Threat of Losing Water Starts to Outweigh Fear of Regulation

Original Article | Updated 4:02 AM ET, Sat February 4, 2023

Kingman, Arizona (CNN) – Driving along county roads that are little more than dirt paths, Tim Walsh remarked that the expansive valley below the Long Mountain range used to be no more than tumbleweeds and scraggly cactuses.
Now, it’s pistachio trees as far as the eye can see.
Far from mature, the pistachio saplings are just a few feet tall. The trees were planted for “miles and miles, clear up to the base of the mountain,” said Walsh, a lifelong Kingman resident and head of Mohave County’s Department of Development Services.

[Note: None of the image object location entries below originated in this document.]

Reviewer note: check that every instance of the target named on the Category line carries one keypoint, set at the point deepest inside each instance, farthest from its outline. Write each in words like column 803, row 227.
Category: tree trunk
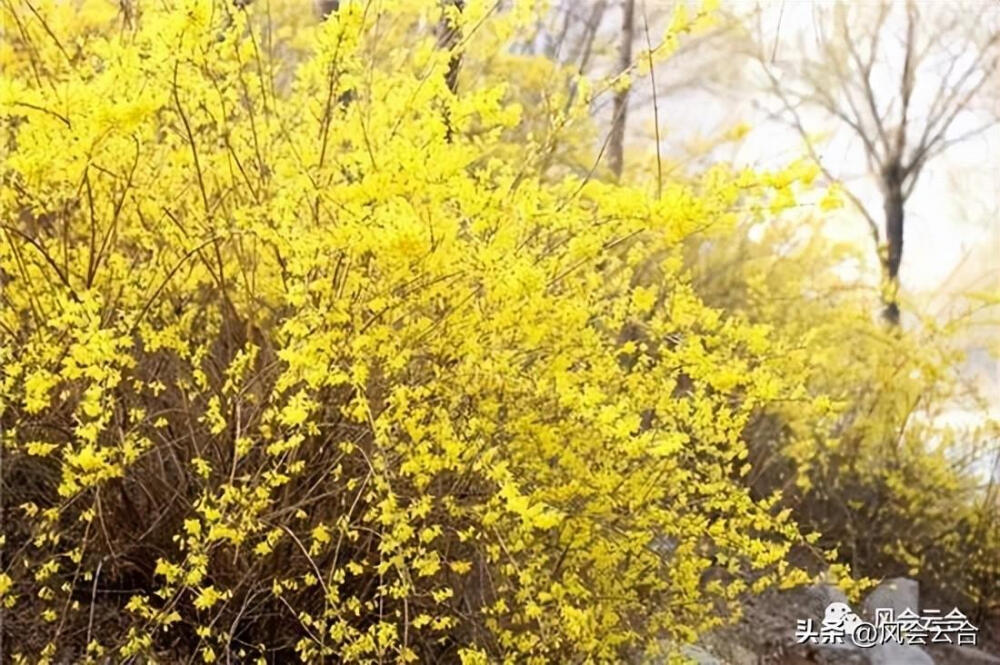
column 893, row 205
column 617, row 146
column 449, row 39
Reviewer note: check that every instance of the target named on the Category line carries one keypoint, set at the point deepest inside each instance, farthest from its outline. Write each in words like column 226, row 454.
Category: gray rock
column 898, row 593
column 899, row 654
column 945, row 654
column 700, row 656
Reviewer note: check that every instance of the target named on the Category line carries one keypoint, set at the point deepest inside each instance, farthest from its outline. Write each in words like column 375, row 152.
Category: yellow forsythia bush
column 894, row 482
column 303, row 357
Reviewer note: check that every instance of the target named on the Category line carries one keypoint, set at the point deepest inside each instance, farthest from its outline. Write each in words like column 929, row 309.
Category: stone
column 946, row 654
column 898, row 594
column 898, row 654
column 700, row 656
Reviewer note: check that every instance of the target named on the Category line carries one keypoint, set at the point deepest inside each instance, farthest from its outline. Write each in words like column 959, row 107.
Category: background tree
column 908, row 81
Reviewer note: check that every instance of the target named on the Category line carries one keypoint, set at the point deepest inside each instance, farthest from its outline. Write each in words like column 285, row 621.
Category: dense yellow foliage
column 304, row 353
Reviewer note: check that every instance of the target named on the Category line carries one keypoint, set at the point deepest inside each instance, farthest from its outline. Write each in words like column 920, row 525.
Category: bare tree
column 616, row 147
column 905, row 80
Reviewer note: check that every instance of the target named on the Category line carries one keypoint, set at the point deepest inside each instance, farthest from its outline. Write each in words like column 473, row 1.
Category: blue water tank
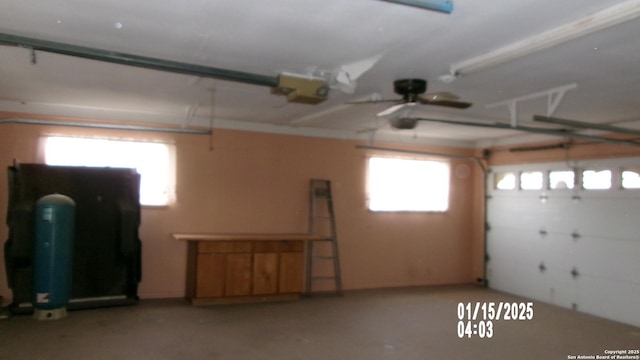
column 53, row 252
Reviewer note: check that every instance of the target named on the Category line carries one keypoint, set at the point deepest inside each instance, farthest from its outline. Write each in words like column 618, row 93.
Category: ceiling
column 320, row 39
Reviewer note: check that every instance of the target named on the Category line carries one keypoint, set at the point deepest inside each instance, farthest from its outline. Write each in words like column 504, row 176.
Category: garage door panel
column 577, row 249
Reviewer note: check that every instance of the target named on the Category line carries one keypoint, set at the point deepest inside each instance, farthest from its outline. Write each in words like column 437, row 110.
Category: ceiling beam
column 138, row 61
column 585, row 125
column 563, row 133
column 445, row 6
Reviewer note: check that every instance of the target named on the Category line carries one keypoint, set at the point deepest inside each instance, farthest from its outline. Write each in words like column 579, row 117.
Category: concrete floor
column 414, row 323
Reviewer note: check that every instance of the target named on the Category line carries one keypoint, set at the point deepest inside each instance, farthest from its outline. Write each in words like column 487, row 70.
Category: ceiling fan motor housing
column 410, row 88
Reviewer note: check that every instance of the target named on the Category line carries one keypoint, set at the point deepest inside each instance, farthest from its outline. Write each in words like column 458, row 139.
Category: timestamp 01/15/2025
column 480, row 316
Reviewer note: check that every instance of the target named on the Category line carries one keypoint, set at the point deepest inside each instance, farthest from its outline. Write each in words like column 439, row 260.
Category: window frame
column 169, row 190
column 431, row 209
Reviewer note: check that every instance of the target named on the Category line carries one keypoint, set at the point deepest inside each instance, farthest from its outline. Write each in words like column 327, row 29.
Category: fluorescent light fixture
column 614, row 15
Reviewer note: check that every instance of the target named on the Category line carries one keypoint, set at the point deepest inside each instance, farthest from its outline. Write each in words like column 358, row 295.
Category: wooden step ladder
column 323, row 263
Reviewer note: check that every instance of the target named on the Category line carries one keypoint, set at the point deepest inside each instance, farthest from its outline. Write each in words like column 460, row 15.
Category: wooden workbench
column 241, row 268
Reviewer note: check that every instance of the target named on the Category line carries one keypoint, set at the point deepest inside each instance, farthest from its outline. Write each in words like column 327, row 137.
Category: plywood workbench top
column 244, row 237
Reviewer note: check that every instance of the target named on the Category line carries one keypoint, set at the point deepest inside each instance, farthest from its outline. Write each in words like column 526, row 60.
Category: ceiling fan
column 413, row 92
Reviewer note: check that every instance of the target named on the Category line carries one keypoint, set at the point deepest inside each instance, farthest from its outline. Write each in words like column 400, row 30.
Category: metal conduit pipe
column 139, row 61
column 105, row 126
column 445, row 6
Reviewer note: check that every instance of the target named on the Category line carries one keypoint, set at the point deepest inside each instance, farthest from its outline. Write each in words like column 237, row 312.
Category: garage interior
column 530, row 107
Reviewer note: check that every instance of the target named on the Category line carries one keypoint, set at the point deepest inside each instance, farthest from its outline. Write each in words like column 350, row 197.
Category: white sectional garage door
column 571, row 247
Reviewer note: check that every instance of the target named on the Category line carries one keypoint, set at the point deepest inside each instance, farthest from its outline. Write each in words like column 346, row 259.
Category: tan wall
column 253, row 182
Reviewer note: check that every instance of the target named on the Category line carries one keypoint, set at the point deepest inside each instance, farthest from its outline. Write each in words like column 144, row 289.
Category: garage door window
column 631, row 178
column 561, row 179
column 596, row 179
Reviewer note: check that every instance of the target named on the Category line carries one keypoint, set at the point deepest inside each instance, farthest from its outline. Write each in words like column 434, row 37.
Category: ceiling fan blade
column 395, row 108
column 442, row 95
column 445, row 102
column 373, row 101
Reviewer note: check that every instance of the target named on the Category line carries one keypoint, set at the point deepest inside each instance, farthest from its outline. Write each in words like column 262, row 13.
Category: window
column 631, row 178
column 531, row 180
column 153, row 161
column 561, row 179
column 408, row 185
column 505, row 181
column 596, row 179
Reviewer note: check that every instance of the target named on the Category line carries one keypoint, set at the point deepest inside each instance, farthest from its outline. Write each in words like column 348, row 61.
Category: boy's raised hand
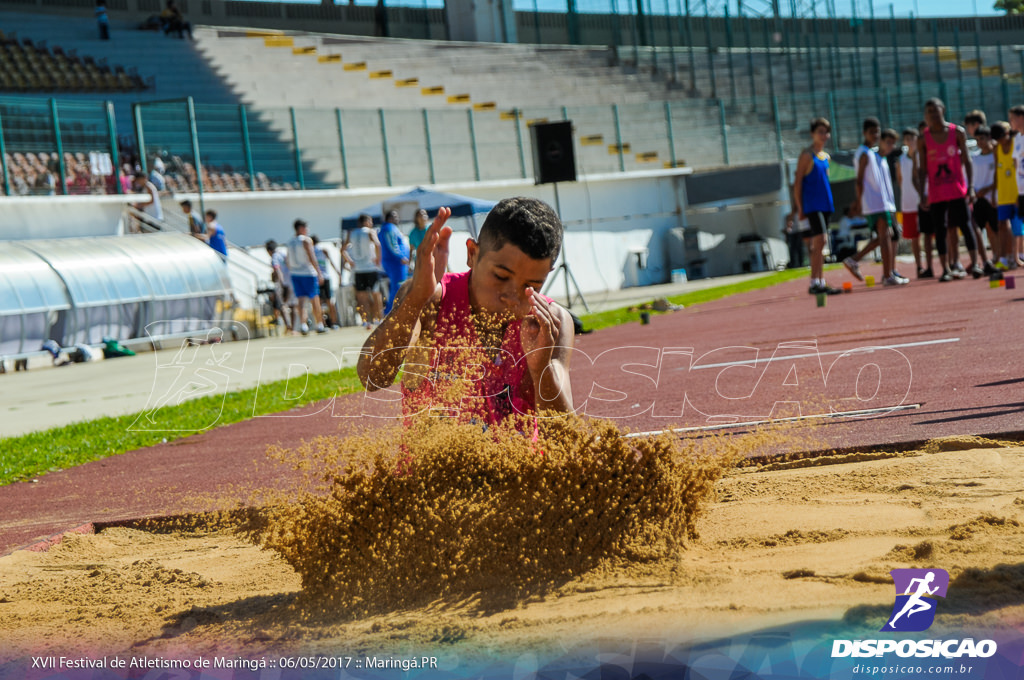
column 431, row 257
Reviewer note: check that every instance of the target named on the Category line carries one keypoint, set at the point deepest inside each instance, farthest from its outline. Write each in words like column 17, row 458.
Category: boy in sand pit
column 518, row 341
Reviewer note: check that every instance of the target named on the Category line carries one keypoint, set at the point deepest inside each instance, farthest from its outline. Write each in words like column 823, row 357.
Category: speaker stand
column 563, row 266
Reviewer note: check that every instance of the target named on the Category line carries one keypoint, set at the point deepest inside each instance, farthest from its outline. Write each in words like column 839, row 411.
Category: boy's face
column 498, row 286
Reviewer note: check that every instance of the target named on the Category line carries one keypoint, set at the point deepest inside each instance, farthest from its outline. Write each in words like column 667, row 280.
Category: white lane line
column 791, row 419
column 865, row 349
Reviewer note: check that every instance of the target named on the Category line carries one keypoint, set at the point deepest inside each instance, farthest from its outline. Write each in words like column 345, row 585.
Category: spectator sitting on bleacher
column 157, row 174
column 152, row 207
column 102, row 20
column 173, row 19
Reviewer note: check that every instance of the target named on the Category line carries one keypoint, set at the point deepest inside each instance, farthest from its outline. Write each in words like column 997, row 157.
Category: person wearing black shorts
column 813, row 199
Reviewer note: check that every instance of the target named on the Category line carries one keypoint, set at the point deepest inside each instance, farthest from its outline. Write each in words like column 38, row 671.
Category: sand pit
column 812, row 541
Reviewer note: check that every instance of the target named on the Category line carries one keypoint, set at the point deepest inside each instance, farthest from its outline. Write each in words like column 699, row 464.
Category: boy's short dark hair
column 820, row 122
column 529, row 224
column 976, row 116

Over the past decade, the vast desert area around the 33,000-person city of Kingman has been transformed into an agricultural enclave. Green alfalfa fields were first planted below the mountains, then eventually replaced with thirsty pistachio trees.
But as those farms grow, county and city officials fear the groundwater — their only source of water — is not capable of supporting farms of this size, especially amid the Southwest’s multi-year drought.
“I’ve always been quick to say, well, the best practice of farming in the high desert is not farming,” Kingman city manager Ron Foggin told CNN. “That’s what we face — the water woes of California. Some would say the water wars.”